Thursday, November 11, 2010

It's a Gundam!

I've long since resigned myself to the fact that, with all of the Gundam series out there, I'm going to love some of the (the original Mobile Suit Gundam, the 08th MS Team, War in the Pocket, Turn A Gundam, Gundam Wing), be bored by some (Gundam Seed), find some endlessly amusing (Mobile Fighter G Gundam, G-Saviour), and feel oddly betrayed by some (Gundam 00).

00 was weird for me.  The pre-release advertisements had me interested, then I watched it, and . . .  I really wanted to like it, but there was no hook.  Nothing grabbed me.  It was like Gundam Wing without whatever it is I liked about Gundam Wing.  I stopped following it.  Then I read some synopses of later episodes, felt intrigued all over again, and watched later in the series.

Nope.  Whoever wrote those synopses clearly picked up on something that either I missed, or it missed me. 

Gundam Wing I liked--my first experience with Gundam had been the English dubs of the three movie versions of the original series.  And then nothing for a very long time, until I starting watching Wing on Toonami.  Mostly it was the characters--they build up Heero and Trowa as these almost-supernaturally skilled pilots, and then, when faced with two mobile dolls programmed with all of their piloting skills, Duo dispatches them with two slices of his beam scythe and turns away with the line "You're just dolls to me."

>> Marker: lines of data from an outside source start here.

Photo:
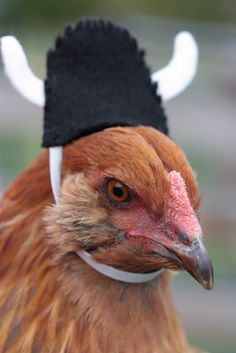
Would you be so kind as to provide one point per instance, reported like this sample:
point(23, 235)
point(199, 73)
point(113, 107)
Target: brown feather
point(50, 301)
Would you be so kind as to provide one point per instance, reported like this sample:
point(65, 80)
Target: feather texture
point(50, 301)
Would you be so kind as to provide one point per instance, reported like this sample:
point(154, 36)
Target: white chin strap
point(118, 275)
point(172, 80)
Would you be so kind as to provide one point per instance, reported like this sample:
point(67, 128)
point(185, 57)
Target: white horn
point(55, 160)
point(180, 71)
point(19, 72)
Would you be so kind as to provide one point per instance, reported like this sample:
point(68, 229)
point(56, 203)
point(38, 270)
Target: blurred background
point(202, 121)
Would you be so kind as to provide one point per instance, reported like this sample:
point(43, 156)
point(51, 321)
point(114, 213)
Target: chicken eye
point(116, 191)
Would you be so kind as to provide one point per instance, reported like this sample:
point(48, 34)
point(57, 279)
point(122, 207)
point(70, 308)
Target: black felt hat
point(97, 78)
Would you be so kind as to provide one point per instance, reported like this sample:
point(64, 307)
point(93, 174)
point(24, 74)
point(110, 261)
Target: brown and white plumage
point(50, 300)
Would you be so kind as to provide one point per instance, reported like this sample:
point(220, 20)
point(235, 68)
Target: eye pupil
point(117, 191)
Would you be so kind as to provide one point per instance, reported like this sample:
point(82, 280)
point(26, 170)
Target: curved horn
point(55, 160)
point(178, 74)
point(172, 79)
point(19, 73)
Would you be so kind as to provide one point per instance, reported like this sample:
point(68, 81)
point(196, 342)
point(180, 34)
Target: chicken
point(132, 206)
point(92, 272)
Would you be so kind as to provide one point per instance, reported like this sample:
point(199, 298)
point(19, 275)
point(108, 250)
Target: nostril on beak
point(183, 238)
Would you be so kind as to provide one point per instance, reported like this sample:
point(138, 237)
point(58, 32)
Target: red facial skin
point(178, 224)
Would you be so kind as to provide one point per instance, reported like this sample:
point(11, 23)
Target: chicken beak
point(195, 260)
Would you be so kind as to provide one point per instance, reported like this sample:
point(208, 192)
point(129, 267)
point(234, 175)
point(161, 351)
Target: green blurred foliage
point(56, 11)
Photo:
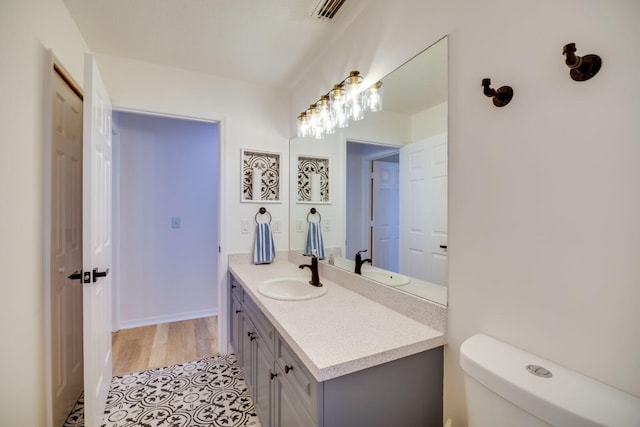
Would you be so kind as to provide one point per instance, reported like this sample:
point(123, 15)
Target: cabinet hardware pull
point(97, 274)
point(76, 275)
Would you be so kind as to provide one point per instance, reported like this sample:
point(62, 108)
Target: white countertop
point(340, 332)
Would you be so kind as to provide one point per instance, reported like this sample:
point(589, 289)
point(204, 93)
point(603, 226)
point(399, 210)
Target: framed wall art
point(260, 176)
point(314, 180)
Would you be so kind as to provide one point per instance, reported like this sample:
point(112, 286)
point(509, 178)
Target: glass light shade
point(324, 114)
point(374, 97)
point(303, 125)
point(355, 110)
point(354, 96)
point(338, 106)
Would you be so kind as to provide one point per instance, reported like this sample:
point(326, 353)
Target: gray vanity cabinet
point(405, 392)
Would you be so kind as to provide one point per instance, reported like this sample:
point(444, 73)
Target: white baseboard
point(173, 317)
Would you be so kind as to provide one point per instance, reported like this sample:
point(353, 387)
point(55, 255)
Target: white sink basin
point(386, 277)
point(290, 289)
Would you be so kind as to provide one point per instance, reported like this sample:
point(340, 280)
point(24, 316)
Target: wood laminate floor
point(155, 346)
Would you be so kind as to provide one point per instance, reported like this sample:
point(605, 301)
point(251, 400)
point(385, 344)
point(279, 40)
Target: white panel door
point(66, 249)
point(97, 247)
point(414, 221)
point(423, 209)
point(385, 200)
point(438, 208)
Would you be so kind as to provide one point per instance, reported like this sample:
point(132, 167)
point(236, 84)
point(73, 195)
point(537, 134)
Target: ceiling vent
point(327, 9)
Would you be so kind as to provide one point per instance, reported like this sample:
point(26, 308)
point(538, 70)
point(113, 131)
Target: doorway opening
point(369, 218)
point(166, 216)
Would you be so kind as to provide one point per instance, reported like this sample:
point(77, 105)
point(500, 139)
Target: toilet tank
point(502, 391)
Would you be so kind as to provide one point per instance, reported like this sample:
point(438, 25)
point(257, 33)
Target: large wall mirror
point(380, 185)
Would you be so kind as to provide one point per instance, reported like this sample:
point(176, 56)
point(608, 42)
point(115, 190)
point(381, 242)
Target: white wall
point(168, 168)
point(430, 122)
point(544, 203)
point(253, 116)
point(27, 29)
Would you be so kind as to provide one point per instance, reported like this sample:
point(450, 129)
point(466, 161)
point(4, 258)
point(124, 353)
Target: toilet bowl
point(507, 387)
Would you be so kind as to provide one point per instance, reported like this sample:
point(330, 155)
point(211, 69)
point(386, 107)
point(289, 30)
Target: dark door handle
point(97, 274)
point(76, 275)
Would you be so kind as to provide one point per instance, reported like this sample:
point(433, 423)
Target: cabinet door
point(262, 381)
point(234, 327)
point(288, 410)
point(247, 335)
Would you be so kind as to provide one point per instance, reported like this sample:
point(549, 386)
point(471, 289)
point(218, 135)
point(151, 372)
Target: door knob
point(76, 275)
point(97, 274)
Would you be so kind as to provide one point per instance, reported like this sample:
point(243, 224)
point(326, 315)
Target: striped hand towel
point(315, 245)
point(264, 251)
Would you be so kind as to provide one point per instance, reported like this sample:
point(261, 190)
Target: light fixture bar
point(345, 102)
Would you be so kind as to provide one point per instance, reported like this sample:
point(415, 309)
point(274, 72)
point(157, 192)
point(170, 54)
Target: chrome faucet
point(360, 261)
point(315, 277)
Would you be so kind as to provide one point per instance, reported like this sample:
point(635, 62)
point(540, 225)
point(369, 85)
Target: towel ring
point(262, 211)
point(313, 211)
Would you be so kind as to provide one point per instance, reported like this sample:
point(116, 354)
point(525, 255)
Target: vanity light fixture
point(582, 68)
point(345, 102)
point(501, 97)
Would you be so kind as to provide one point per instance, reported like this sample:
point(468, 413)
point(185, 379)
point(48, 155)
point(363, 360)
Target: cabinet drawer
point(264, 328)
point(301, 380)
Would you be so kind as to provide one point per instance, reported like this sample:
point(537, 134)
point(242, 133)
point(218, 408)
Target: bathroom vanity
point(340, 359)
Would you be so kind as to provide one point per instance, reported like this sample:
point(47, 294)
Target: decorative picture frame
point(314, 180)
point(268, 164)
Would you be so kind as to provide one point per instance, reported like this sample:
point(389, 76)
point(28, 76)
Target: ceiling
point(266, 42)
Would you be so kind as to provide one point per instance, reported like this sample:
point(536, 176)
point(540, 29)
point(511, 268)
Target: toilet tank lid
point(565, 399)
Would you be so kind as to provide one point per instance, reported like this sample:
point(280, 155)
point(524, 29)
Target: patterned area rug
point(204, 393)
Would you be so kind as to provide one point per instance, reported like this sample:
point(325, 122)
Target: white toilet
point(508, 387)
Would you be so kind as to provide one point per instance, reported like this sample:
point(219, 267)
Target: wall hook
point(582, 69)
point(501, 97)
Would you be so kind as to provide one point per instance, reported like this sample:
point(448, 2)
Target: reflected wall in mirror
point(389, 189)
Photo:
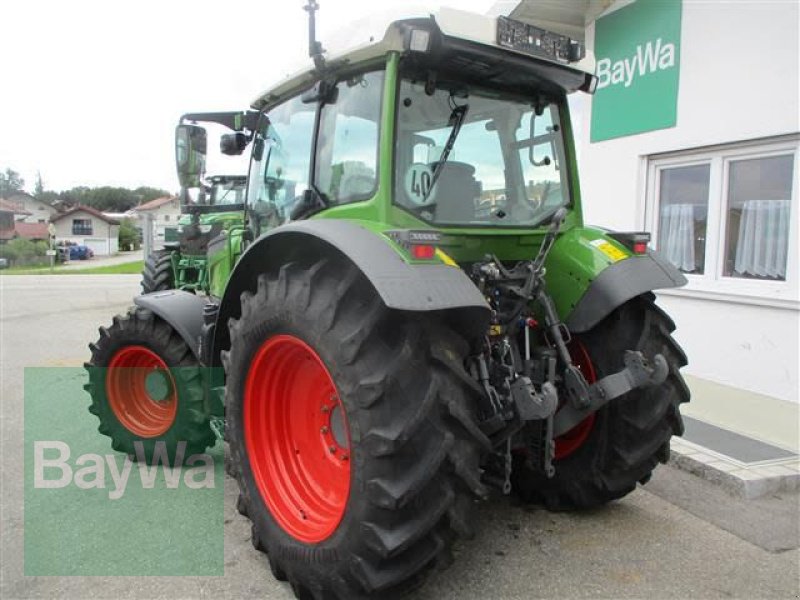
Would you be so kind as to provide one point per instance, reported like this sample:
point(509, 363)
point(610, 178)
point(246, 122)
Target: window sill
point(766, 297)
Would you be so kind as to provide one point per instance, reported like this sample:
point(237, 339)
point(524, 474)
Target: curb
point(745, 480)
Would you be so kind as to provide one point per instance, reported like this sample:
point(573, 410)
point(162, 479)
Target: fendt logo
point(649, 58)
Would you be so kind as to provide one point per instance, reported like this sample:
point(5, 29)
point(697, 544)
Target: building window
point(81, 227)
point(724, 216)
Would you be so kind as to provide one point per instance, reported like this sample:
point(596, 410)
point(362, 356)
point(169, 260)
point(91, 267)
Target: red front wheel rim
point(129, 397)
point(567, 443)
point(297, 438)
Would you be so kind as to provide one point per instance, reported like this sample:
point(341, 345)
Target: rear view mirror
point(232, 144)
point(190, 154)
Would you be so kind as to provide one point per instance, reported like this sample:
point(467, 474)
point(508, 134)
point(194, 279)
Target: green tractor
point(217, 211)
point(411, 314)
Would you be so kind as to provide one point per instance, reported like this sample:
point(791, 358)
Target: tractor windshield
point(468, 157)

One of my friends refused to watch Wing.  Mainly because he couldn't take a series seriously when it called something a "doll."  He also couldn't get into Gasaraki because one group of mecha were called "fakes."  In reality, I think, mecha anime just didn't appeal to him--he was really into stuff like Slayers and Excel Saga--both of which I've enjoyed, but I've never started a series because I thought "Oh, it looks like Slayers."  I have started a series because, "Oh, it looks like Gundam.  Or Macross.  Or both!  Maguncrossdam!!!"

Looking back at the collected series of Gundams, I think it's interesting that one of the series that started the "real robot genre," as opposed to the "super robot genre," has, from series to series and over time, drifted pretty seriously into the super robot realm.

Turn A Gundam's title suit and its counterpart, the turn X, would probably give the Ideon a run for its ridiculously super-powered mecha money.  And the Ideon could slice planets in half with its sword!  But then, that may have been a narrative conceit to convey the idea that the lost technology represented by the Turn-A and Turn-X was way beyond the series' present.

Anyway.  I always find the infighting among Gundam fans amusing.  You have guys my age or slightly older who are "UC or nuthin!"  Then you have the ones who were kids when Gundam Wing and its big-eyed boy-band starring cast came out.  And then the Seedlings and now the 00-or-nuthin' fans.  I have a certain fondness for the UC-timeline series, but I'll typically give anything they've slapped the name Gundam on a chance.  Sometimes it's hit or miss.

I haven't seen any of Gundam Unicorn, or whatever they're calling it these days.  I'll get around to it.  Eventually.